Upon graduating from high school, Yuichiro joined Atelier Yamanami in 2014 and involved in cleaning parks and train stations in the community. During recess, he looks at his favorite field guides and draws pictures. He likes animal guides, insect guides, dinosaur guides, anime character guides, and recently Japanese monster guides, and these creatures are lively depicted in his drawings. Yuichiro’s drawing method is unique. He draws one motif, a dinosaur or a skeleton, for example, and then draws dinosaur or skeleton one after another as they make a chain. The movement and expression of each object are subtly different from each other, forming a herd, and they appear to move across time and space. As he repeatedly draws motifs, the drawing acquires depth and time, and it often continues over multiple papers.

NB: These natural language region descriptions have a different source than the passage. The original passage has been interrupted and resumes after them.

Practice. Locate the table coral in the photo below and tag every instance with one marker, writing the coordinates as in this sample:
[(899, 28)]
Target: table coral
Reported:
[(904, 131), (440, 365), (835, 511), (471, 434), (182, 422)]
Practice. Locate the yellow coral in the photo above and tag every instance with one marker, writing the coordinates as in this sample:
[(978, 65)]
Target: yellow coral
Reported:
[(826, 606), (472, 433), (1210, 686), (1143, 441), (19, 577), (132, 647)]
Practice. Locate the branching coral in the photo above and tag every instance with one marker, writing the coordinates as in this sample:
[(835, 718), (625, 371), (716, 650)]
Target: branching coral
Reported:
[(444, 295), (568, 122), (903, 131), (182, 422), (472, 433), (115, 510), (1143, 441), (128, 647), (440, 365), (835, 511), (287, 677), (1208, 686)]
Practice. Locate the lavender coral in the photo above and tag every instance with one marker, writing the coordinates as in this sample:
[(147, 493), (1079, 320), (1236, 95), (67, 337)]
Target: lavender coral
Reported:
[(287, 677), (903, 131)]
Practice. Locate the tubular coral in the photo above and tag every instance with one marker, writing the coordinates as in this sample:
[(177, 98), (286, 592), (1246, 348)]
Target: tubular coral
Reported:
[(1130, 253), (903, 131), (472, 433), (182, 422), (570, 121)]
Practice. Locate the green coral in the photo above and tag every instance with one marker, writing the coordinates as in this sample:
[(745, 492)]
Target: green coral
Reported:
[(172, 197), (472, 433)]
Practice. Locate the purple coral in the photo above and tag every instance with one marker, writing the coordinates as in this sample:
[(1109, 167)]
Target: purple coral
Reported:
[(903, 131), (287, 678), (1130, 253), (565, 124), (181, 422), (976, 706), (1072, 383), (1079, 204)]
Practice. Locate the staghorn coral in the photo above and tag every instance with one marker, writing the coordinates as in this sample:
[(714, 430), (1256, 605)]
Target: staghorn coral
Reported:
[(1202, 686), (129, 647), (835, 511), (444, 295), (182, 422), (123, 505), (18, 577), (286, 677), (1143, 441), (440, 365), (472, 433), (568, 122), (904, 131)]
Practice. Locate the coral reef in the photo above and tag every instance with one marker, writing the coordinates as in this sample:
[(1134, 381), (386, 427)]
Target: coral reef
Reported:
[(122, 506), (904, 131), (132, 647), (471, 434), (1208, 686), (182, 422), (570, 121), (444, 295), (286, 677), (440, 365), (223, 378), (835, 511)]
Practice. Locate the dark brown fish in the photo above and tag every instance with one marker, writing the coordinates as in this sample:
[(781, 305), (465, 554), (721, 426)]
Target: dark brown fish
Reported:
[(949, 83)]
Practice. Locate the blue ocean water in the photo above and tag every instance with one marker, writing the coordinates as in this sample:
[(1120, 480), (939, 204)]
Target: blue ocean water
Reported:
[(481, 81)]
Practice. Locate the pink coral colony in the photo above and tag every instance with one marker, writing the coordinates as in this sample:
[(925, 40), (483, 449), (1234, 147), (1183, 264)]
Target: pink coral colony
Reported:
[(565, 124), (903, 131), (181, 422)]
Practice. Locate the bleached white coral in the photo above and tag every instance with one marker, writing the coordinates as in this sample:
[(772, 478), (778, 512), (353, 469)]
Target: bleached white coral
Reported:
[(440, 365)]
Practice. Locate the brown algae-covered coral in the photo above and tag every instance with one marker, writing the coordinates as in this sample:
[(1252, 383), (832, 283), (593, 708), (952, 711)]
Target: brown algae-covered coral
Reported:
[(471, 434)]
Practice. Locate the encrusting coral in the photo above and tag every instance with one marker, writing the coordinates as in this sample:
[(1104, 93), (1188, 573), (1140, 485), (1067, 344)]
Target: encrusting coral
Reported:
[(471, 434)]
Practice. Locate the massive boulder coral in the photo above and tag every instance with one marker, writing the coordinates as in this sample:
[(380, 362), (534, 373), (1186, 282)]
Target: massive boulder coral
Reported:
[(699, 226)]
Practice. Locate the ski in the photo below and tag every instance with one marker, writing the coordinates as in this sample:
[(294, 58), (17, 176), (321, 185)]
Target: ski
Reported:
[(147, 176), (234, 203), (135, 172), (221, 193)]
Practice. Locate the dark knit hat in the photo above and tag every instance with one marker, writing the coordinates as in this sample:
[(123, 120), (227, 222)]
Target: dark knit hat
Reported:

Not only drawings, Yuichiro also ventures out to three-dimensional arts, molding miniature dinosaurs and skeletons. Just like the Japanese candy arts, he stretches limbs and tails from a lump of clay, meticulously shaping the object.
It seems that Yuichiro loves these strange creatures and tries to give life to them. Then, we wonder if the boy who sometimes appears in the picture is Yuichiro himself. Yuichiro Ukai gleefully draws fantastic scenes in which dinosaurs, skeletons, ancient Japanese worriers, and monsters rampantly roam at will.